Caught out for inappropriate expense claims—designating his island cottage as his primary residence, and taking per diems while he was on vacation or party business—the “Old Duff” at first appeared to be taking the high road, repaying $90,172.24. “I filled out the Senate forms in good faith and believed I was in compliance with the rules. Now it turns out I may have been mistaken,” he told the media in February.

However, it soon emerged that it wasn’t his own money. In May, Nigel Wright, Stephen Harper’s chief of staff, admitted he had cut a personal cheque to cover the bill, and resigned. Ever since, the scandal over the senator’s expenses, and the Tory party’s furious efforts to bury the story, have crept closer and closer to the Prime Minister.

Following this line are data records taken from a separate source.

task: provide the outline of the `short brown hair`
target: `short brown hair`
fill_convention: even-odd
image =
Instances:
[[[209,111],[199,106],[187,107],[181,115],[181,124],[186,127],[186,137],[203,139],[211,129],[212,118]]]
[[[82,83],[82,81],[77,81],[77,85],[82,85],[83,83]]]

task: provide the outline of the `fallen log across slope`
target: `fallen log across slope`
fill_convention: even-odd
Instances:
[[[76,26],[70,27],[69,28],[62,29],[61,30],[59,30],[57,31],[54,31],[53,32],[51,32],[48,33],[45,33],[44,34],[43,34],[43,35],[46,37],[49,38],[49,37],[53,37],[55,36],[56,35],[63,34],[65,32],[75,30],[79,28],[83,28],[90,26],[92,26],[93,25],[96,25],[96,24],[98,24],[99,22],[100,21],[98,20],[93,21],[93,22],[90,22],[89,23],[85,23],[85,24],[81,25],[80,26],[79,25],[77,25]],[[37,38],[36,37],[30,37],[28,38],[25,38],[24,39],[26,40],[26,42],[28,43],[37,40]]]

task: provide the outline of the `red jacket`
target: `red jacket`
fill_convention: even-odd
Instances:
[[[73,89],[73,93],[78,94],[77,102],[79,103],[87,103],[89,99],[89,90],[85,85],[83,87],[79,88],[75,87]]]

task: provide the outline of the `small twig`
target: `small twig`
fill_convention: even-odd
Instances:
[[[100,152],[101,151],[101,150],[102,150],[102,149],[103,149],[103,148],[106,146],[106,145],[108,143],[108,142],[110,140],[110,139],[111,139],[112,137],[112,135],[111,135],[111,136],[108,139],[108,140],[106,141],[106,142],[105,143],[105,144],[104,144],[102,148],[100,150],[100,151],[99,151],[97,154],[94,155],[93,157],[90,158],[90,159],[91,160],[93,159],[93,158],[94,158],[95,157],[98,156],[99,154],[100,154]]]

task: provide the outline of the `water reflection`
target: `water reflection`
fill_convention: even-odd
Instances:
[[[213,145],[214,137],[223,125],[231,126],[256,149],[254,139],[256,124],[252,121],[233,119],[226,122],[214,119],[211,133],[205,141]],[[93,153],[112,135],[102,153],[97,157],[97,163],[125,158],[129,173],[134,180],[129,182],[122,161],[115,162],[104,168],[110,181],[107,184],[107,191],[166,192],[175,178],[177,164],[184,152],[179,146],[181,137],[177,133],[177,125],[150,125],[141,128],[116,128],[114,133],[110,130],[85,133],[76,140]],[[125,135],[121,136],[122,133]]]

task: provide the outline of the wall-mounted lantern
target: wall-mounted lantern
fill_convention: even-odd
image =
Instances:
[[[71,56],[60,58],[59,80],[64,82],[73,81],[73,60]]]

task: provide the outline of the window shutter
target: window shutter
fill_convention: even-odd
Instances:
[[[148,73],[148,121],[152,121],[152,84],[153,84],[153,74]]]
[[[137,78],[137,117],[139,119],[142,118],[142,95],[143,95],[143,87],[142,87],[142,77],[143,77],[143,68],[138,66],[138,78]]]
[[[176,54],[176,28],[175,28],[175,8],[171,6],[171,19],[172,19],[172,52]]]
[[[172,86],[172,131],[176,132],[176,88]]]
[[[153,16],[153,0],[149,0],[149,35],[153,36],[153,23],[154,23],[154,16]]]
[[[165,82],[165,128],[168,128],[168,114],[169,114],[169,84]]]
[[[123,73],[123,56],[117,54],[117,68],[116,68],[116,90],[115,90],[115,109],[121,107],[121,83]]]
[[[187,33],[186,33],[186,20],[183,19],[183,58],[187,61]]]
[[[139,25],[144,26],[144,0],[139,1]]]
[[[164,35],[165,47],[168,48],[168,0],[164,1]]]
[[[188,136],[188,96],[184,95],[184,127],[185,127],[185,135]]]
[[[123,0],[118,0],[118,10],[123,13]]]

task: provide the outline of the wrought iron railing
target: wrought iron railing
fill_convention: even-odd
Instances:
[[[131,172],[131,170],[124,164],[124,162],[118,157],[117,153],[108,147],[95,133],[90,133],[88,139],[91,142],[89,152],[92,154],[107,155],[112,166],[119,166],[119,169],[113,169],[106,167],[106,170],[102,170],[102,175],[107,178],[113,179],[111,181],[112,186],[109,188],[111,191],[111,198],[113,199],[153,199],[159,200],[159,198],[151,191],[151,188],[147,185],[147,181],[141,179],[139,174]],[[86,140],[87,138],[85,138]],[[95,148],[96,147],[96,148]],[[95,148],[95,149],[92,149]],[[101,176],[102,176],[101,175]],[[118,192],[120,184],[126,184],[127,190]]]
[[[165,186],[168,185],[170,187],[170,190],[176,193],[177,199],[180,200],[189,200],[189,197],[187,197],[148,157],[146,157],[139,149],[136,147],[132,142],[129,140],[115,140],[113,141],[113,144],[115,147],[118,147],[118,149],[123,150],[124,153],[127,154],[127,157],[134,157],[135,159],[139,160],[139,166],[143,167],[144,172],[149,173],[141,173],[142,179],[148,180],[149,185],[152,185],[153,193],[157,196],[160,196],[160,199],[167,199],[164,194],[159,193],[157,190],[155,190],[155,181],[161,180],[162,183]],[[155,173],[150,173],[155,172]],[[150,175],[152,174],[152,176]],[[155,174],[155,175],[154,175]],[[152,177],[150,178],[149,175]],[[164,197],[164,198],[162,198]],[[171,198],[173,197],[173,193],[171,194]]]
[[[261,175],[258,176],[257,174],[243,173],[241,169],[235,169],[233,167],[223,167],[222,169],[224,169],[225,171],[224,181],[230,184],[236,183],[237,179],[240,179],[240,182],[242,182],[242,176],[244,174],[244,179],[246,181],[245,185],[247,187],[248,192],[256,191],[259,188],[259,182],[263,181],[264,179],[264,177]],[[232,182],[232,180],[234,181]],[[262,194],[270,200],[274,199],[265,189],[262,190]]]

Duffy, a heavyweight presence in the Parliament Hill press gallery from the early 1970s on, had always coveted what he termed “the taskless thanks”—a seat in the Senate. His open and shameless lobbying was the stuff of legend. “Mr. Chrétien once told me that every time Mike saw him in the corridor he’d yell out, ‘Prime Minister, I’m ready! I’m ready!’ ” says Eddie Goldenberg, a former Liberal chief of staff. And when Harper finally granted Duffy his wish in late 2008, it seemed a perfect match. Duffy got the title, paycheque and comfortable insider’s pew, while the Tories gained a name who could pack events across Canada and convince partisans to open their wallets for the cause.

OTHER 2013 NEWSMAKERS

But his free-spending habits and famously loose lips soon proved a problem. A recent RCMP court filing details dozens of emails that flew back and forth last winter and spring between apparatchiks and party brass. “My only concern is Sen. Duffy,” wrote Sen. Marjory LeBreton, then the government leader in the upper chamber. “Even though he claims he is careful in what he says and does, the evidence is the opposite!”

Indeed, after the attempt to quietly buy Duffy out of his jam gave way to efforts to punish him—first by forcing him from caucus, then suspending him from the Senate—the former broadcaster proved a formidable foe. Often he has been the one shaping the news through carefully timed disclosures. And the grenades he lobbed during the fight to hold on to his seat—including the revelation that the party covered a further $13,000 of his legal fees—are still exploding. It may not turn out to be the “monstrous fraud” he alleged in October, but the RCMP have indicated they believe both Duffy and Wright committed crimes in their attempts to sweep things under the rug. (Three other senators who made improper expense claims—Pamela Wallin, Patrick Brazeau and Mac Harb—are also under police investigation.) And at least 12 senior Conservatives, including six people in the PM’s office, knew of the former chief of staff’s deal with Duffy, raising many uncomfortable questions for their boss.